Le conditionnel est à la fois un temps et un mode.
D'abord utilisé pour exprimer le futur dans le passé (« il a dit qu'il viendrait »), il est devenu un mode, celui de l'imaginaire, de l'irréel (« il viendrait si… ») ; en effet, le futur ne comporte-il pas toujours une part d'incertitude ?
1. Les formes du conditionnel
Le présent du conditionnel
• Les formes du présent du conditionnel s'obtiennent, pour les verbes des 1er et 2e groupes, en ajoutant, au verbe à l'infinitif, les terminaisons : -ais, -ais, -ait, -ions, -iez, -aient (issues de l'imparfait du verbe avoir).
• Pour les verbes du 3e groupe, les terminaisons sont les mêmes mais le radical peut changer. On aura, par exemple : il naîtrait (même radical que celui de l'infinitif) mais : il mourrait, il tiendrait, etc.
• Voici un modèle de conjugaison de ce temps, fourni par l'humoriste Whip :
« Je boirais bien un autre bock Tu devrais bien dire comme moi. Il se ferait un plaisir de nous en offrir. Nous les boirions à sa santé. Vous ne vous en sentiriez que mieux. Des demis vaudraient mieux que des quarts. »
Le passé du conditionnel
• Temps composé, le passé du conditionnel est formé d'un auxiliaire, avoir ou être, conjugué au présent du conditionnel, suivi du participe passé du verbe.
Ex. : « C'était un jeune berger qui aurait aimé se marier. » (Grimm).
• Remarque
Les grammairiens distinguent ce passé usuel, ou passé 1
re forme, du passé 2
e forme qui a le même sens mais dont les formes sont celles du subjonctif plus-que-parfait.

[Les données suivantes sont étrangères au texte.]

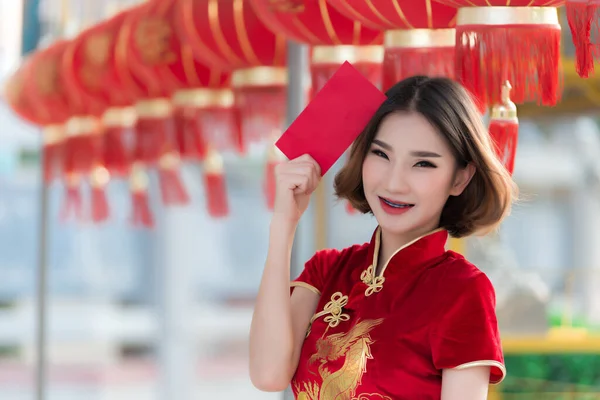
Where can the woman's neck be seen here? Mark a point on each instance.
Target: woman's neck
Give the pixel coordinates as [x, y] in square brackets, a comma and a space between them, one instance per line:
[390, 244]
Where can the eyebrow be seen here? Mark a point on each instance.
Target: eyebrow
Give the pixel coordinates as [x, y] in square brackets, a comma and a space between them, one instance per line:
[414, 153]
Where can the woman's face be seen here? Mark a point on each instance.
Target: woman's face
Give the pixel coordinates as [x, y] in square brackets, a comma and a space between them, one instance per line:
[409, 173]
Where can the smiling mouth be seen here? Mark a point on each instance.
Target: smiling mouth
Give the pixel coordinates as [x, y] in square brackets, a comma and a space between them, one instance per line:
[396, 205]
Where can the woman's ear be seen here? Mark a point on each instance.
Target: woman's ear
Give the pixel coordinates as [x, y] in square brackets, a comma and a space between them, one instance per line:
[461, 179]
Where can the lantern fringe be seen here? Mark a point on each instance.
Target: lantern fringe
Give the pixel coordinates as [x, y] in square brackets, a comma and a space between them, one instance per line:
[400, 63]
[584, 22]
[505, 135]
[527, 56]
[349, 209]
[116, 158]
[140, 206]
[188, 134]
[141, 216]
[100, 207]
[239, 143]
[216, 195]
[99, 179]
[80, 153]
[72, 203]
[172, 189]
[53, 160]
[150, 139]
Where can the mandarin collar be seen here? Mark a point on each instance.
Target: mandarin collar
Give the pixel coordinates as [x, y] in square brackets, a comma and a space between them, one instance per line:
[412, 255]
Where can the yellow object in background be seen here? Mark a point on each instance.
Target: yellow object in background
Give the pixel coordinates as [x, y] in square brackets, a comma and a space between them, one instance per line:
[457, 245]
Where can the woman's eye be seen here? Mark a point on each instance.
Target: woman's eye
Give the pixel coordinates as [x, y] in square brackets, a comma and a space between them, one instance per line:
[379, 153]
[425, 164]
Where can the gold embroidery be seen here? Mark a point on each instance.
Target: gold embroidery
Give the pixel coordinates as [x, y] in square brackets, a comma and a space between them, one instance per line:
[355, 347]
[335, 308]
[372, 396]
[152, 37]
[375, 284]
[292, 6]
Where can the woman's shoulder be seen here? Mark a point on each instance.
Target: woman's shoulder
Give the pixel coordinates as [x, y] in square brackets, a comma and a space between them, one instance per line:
[332, 256]
[461, 274]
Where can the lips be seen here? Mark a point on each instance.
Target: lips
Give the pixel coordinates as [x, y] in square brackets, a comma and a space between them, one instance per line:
[393, 207]
[396, 204]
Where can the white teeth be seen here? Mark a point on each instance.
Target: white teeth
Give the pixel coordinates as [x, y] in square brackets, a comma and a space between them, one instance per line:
[389, 203]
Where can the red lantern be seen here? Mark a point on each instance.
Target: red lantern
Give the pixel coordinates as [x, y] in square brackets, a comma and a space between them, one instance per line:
[47, 90]
[519, 43]
[80, 59]
[18, 94]
[335, 38]
[92, 80]
[215, 186]
[583, 22]
[227, 34]
[419, 37]
[144, 42]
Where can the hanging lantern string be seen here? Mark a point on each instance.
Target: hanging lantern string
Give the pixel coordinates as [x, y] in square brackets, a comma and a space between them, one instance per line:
[504, 128]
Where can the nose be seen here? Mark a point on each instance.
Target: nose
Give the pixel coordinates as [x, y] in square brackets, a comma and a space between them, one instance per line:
[397, 180]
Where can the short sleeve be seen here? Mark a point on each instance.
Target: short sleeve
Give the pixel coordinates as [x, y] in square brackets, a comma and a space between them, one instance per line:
[467, 333]
[315, 271]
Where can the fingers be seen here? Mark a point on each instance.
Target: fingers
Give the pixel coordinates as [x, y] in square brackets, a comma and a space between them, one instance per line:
[306, 158]
[302, 175]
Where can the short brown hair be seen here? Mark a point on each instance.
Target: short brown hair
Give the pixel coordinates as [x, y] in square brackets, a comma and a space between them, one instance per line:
[450, 109]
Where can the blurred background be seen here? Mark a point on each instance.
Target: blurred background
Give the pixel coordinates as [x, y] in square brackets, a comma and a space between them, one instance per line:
[163, 311]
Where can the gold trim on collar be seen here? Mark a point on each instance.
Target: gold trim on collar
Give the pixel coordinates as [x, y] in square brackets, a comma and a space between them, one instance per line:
[306, 286]
[376, 255]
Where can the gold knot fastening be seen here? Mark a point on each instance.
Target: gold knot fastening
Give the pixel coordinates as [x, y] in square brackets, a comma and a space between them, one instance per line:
[375, 284]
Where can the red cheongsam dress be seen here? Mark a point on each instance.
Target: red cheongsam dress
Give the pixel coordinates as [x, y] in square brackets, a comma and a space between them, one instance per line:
[389, 337]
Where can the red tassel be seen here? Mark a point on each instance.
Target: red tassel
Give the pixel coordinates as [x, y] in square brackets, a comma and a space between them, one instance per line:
[274, 157]
[504, 129]
[172, 188]
[100, 208]
[214, 186]
[72, 204]
[118, 140]
[349, 209]
[582, 16]
[82, 144]
[116, 159]
[141, 214]
[54, 144]
[190, 141]
[239, 143]
[527, 56]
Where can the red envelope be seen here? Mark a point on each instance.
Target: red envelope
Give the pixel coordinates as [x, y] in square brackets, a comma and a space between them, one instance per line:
[333, 119]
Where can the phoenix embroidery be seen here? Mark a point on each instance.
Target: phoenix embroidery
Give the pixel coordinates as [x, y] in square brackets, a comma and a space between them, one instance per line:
[355, 346]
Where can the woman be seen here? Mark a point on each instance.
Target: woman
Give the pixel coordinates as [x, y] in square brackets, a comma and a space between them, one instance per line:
[399, 317]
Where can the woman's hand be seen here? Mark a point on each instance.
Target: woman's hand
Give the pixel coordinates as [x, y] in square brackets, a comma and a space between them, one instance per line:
[296, 180]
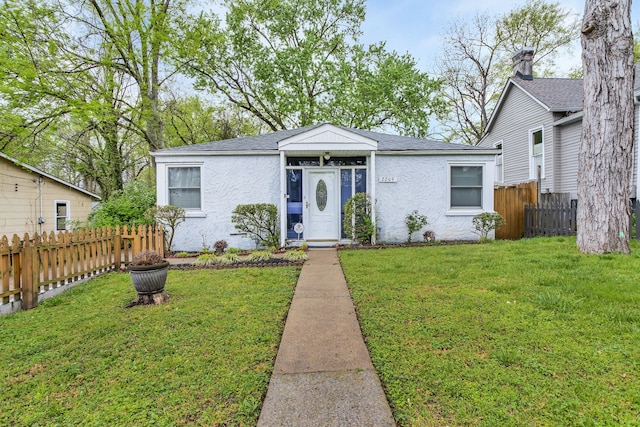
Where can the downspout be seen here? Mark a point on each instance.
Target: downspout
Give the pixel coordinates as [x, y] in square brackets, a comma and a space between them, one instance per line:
[373, 196]
[40, 218]
[283, 200]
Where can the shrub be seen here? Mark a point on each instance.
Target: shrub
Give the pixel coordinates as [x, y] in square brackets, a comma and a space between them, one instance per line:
[487, 221]
[147, 258]
[220, 246]
[206, 259]
[429, 236]
[259, 221]
[296, 255]
[169, 217]
[414, 222]
[358, 224]
[126, 207]
[260, 256]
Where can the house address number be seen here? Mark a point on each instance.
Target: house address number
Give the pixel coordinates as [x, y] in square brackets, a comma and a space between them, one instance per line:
[388, 179]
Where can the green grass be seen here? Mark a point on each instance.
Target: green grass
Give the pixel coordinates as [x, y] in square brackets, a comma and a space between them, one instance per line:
[203, 358]
[526, 333]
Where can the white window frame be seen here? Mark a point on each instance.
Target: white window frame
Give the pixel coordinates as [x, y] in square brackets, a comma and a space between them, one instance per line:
[188, 211]
[533, 174]
[67, 217]
[468, 210]
[499, 165]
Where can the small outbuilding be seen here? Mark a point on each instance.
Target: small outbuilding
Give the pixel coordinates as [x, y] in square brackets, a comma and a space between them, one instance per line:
[309, 173]
[33, 201]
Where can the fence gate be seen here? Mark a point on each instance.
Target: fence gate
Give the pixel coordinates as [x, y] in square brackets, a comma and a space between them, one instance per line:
[510, 202]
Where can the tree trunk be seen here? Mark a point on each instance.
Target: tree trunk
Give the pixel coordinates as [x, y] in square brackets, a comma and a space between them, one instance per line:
[606, 160]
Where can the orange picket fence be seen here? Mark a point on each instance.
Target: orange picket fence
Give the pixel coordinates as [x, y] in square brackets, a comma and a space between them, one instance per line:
[33, 265]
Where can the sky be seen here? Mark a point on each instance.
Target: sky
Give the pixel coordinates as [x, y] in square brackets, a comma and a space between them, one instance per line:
[417, 26]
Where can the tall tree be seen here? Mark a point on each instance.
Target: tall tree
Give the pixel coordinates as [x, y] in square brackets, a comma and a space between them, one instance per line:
[294, 63]
[476, 60]
[141, 36]
[606, 159]
[193, 120]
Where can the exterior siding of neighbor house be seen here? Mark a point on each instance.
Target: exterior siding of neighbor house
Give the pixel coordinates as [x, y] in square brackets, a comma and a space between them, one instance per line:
[566, 162]
[286, 169]
[26, 196]
[227, 181]
[556, 104]
[523, 114]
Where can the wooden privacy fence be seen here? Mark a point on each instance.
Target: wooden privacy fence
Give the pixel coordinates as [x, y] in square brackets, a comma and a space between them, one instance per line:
[559, 219]
[510, 202]
[44, 262]
[550, 219]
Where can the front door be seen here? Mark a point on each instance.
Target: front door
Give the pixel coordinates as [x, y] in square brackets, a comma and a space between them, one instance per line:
[321, 203]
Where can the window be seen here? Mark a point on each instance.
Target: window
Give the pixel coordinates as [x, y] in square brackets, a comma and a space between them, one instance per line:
[466, 187]
[536, 138]
[184, 187]
[499, 168]
[62, 215]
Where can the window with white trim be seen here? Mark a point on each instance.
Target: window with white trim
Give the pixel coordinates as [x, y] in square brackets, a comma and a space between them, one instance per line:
[62, 214]
[536, 150]
[184, 185]
[499, 165]
[466, 186]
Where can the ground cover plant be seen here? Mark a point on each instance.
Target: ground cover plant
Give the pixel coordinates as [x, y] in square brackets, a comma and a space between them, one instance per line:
[526, 333]
[203, 358]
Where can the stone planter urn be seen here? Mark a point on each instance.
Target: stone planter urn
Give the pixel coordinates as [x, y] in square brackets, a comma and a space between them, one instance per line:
[149, 274]
[149, 279]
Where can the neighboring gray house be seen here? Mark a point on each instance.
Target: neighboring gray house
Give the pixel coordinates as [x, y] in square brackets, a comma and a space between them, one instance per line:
[538, 122]
[309, 174]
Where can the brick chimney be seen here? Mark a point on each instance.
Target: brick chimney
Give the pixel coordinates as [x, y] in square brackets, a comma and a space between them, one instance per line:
[523, 63]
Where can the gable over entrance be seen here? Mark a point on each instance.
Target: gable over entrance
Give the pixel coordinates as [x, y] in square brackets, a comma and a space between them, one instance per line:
[328, 138]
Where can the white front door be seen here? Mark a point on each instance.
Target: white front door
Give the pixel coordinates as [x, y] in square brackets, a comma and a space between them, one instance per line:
[321, 202]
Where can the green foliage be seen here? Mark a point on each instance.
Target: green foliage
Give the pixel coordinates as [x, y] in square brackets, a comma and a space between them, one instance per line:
[302, 63]
[259, 221]
[358, 224]
[486, 222]
[170, 217]
[219, 246]
[516, 333]
[476, 59]
[296, 255]
[414, 222]
[126, 207]
[257, 256]
[81, 358]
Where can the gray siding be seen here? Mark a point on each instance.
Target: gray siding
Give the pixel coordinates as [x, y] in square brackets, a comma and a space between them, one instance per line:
[519, 114]
[566, 160]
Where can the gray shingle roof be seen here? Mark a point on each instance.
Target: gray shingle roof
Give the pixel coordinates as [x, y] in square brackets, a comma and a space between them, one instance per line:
[558, 95]
[269, 142]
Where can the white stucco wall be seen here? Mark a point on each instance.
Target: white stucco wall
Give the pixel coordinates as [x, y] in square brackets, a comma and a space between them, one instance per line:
[423, 184]
[227, 181]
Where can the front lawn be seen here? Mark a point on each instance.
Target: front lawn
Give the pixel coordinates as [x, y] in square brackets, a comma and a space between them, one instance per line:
[203, 358]
[526, 333]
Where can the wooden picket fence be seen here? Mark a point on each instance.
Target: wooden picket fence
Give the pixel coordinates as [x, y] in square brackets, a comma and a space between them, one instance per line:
[33, 265]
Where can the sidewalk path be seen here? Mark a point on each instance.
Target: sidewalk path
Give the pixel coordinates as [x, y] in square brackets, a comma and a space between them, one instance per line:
[323, 375]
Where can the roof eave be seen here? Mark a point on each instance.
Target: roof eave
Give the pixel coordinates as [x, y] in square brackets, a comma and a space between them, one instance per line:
[51, 177]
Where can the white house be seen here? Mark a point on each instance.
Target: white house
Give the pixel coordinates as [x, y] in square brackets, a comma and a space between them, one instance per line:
[309, 174]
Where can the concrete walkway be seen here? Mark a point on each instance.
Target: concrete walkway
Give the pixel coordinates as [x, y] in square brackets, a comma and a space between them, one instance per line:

Ex. : « Il restait aussi indifférent que s'il
eût été sourd » (Hector Malot).
2. Les valeurs d'emploi du conditionnel
Le conditionnel temps
• Le conditionnel présent peut prendre une valeur temporelle de futur dans le passé. Il est alors employé dans une subordonnée dépendant d'une principale au passé.
• Ex. : « Il était une fois un roi qui était malade et personne ne pensait qu'il en sortirait vivant » (Grimm).
Cette phrase transcrite au présent donnerait : « Le roi est malade et personne ne pense qu'il en sortira vivant. »
• Dans le passage du discours direct au discours indirect, le présent du conditionnel remplace donc le futur simple de l'indicatif.
Ex. : « Annalja déclara qu'elle n'épouserait jamais qu'un conquérant capable de lui apporter, en cadeau de mariage quatre-vingts villages enchaînés à la selle de son cheval » (Henri Gougaud).
On aurait au discours direct : « Annalja déclare : "Je n'épouserai…" »
• Au conditionnel passé, s'ajoute une idée d'achèvement.
Comparons : « Je savais qu'elle partirait le lendemain » et « Je savais qu'elle serait partie le lendemain ».
Dans le passage du discours direct au discours indirect, le passé du conditionnel remplace le futur antérieur de l'indicatif.
Le conditionnel mode
• Comme son nom l'indique, le conditionnel permet d'exprimer une action soumise à une condition plus ou moins réaliste.
Ex. : « S'il avait trois jours de plus, Barnabé finirait son travail. »
On est ici dans l'irréel ; Barnabé n'obtiendra pas ce sursis.
Mais avec cet autre exemple : « Si c'était nécessaire, nous pourrions vous donner un coup de main », l'action paraît réalisable.
• Le conditionnel présent permet également d'exprimer :
- l'imaginaire, le rêve (ex. : « Ce serait charmant de vivre ensemble. Je me promènerais avec Cosette… », Victor Hugo) ;
- une information donnée comme douteuse (ex. : « Les Américains iraient sur Mars l'année prochaine », à ce qu'on dit) ;
- une éventualité qui scandalise (ex. : « J'ouvrirais pour si peu le bec ? », La Fontaine) ;
- un ordre exprimé poliment (ex. : « Voudriez-vous vous asseoir ? »).
• Le conditionnel passé a les mêmes valeurs modales que le présent mais transposées dans le passé. Il exprime très souvent l'irréel du passé.
Ex. : « Il était une fois un village qui n'avait pas de nom. […] On ne l'appelait même pas "le village sans nom" car, ainsi nommé, il se serait aussitôt vêtu de mélancolie, de secret, de mystère. Il aurait eu un nom » (Henri Gougaud).